Photo: flickr/Matt Jiggins

You can tell an election is coming when all political parties start focusing intensely on what they call “the middle class.”

The Liberals have been doing so, rhetorically at any rate, since Justin Trudeau became leader in 2013.

Now, at their first Parliamentary Caucus strategy meeting of 2015, NDPers are doing the same.

Addressing his caucus on Thursday, Official Opposition Leader Tom Mulcair spoke first about the new folks he has named to key party strategy roles.

Alain Gaul is probably the most important of those. He worked with Mulcair when the NDP leader was Quebec’s Liberal Environment Minister. Now Gaul is coming to Ottawa to be Mulcair’s Chief of Staff.

This injection of new blood, which includes folks such as Brad Lavigne who worked on Jack Layton’s successful 2011 campaign (and wrote a book about it), should bring some seasoned professionalism to NDP headquarters.

It is likely the NDP’s pre-election policy focus owes something to these new, battle-hardened advisers.

NDP priority: A ‘stronger middle class’

When Mulcair turned to substance in his speech to colleagues, his first words were:

“Middle class families are working harder but falling further behind. Incomes are dropping and household debt is rising. Young families just starting out can’t find affordable child care. Five million Canadians don’t have a family doctor. Seven out of ten working Canadians don’t have a pension. And all the while the gap between the middle class and the wealthiest few is at an all-time high and getting wider and for the first time in our country’s history, current generations will be worse off than their parents.”

In this space not too long ago, we wrote that the Liberal party also wrings its hands over rising household debt and stagnating middle class incomes.

The Liberals don’t, however, talk about such matters as the dearth of family doctors or the fact that a huge number of working Canadians have no pensions. Those issues might be a tad too social-democratic for today’s “new generation” and image-obsessed Liberals.

For the most part, the Trudeau federal Liberals (unlike their Kathleen Wynne Ontario cousins) have decided to keep their concerns and policy prescriptions at the level of inoffensive generalities.

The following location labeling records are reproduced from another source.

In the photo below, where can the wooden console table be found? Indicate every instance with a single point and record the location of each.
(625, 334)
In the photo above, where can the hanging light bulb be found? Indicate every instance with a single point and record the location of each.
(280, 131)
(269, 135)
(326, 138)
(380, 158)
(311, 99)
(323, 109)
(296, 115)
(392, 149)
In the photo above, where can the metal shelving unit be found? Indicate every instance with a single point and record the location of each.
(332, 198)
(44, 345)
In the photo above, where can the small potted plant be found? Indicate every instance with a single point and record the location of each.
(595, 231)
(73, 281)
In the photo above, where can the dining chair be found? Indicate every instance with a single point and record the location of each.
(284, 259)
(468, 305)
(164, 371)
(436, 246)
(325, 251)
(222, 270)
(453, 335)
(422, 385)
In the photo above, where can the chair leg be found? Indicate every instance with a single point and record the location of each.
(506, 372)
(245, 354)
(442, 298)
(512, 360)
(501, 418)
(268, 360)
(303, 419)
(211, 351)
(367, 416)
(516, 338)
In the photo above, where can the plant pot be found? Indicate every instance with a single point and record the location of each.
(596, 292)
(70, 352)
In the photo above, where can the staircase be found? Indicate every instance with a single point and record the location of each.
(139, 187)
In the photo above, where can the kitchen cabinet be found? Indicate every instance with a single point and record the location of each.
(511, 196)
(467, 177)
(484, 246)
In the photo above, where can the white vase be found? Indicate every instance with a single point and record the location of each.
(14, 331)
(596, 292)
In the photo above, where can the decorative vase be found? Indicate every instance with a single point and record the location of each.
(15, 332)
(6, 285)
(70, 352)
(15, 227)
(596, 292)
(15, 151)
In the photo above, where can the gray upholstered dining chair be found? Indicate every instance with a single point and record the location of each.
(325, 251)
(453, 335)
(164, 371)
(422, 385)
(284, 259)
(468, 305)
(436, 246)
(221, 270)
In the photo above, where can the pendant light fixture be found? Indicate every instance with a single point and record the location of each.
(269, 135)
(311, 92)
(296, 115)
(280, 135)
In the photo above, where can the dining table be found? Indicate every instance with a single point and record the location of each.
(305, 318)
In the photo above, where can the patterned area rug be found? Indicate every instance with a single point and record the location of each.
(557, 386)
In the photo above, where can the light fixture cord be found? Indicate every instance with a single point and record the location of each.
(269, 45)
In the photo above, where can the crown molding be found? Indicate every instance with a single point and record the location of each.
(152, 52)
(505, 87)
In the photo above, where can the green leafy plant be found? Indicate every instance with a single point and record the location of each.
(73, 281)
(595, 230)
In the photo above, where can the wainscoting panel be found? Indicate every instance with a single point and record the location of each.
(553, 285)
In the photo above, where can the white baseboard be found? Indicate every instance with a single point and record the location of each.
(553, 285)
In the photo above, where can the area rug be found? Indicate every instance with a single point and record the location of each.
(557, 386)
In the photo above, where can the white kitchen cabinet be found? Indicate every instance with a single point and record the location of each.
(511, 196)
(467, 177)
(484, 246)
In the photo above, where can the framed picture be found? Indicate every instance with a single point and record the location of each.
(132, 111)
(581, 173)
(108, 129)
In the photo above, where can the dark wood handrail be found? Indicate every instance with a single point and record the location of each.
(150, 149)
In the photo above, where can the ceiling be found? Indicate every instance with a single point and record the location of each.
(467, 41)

As for specific NDP policies, speaking to the caucus Mulcair evoked those his party has recently announced: $15 per day child care, restoring Old Age Security at age 65 (from age 67 to which Prime Minister Stephen Harper moved it), a federal minimum wage and scrapping Harper’s income-splitting plan (but keeping the Conservatives’ new child care benefits).

Mulcair did not mention any specific proposals on pensions, although the NDP policy book does commit the party to work “with the provinces and territories to bring about increases to the Canada/Quebec Pension Plan benefit.” 

On this day, however, the NDP leader’s policy specifics were few and only broadly outlined. 

Mulcair mostly wanted Canadians to know that his party is all for the middle class.

His short speech was chock full of middle class references:  

“…we’ll invest that money in middle class families…”

“…middle class families are having a tough time making ends meet …”

“…the NDP will give the middle class a little room to breathe… “

“…the NDP’s priority is a stronger middle class…”

It is the kind of rhetoric we have heard from such successful Democratic Party candidates south of the border as Bill Clinton and Barack Obama.

Both the NDP and Liberals are getting advice from Democratic strategists, and obviously they are taking it to heart.

A policy book that covers a broad spectrum

What is interesting and attractive about the NDP, though, is not this predictable election year, middle class rhetoric.

It is that, beyond the world of slogans and stump speeches, the NDP respects voters enough to make available a rather detailed book of policies. 

The party says where it stands on everything from social policy to the environment, from infrastructure to industrial policy, from consumer rights to taxes, from poverty reduction to employment insurance, from crime prevention to human rights and peace.

No other party offers anywhere near this level of detail on such a range policy matters.

The Greens are full of detail on the environment (but so are the NDP). 

The Conservatives offer not much more than their record — fair enough, they’ve been in power for nine years.

As for the Liberals — so far, all they’ve put in the window are a few vague nostrums.

NDP policies, on the other hand, are quite rigorous and detailed, and cover a large spectrum.

Take the aforementioned environment, for example.

Here are just two of the NDP’s concrete pledges:

1. To adhere to “international agreements to reverse climate change, including those with binding regulations” and to demand “environmental standards in all trade agreements to which Canada is a signatory.”

2. To rescind fossil fuel subsides while “protecting workers, communities and the surrounding environment,” and to establish a national water strategy, in collaboration with First Nations and the provinces and territories, that would recognize access to safe water as a basic human right.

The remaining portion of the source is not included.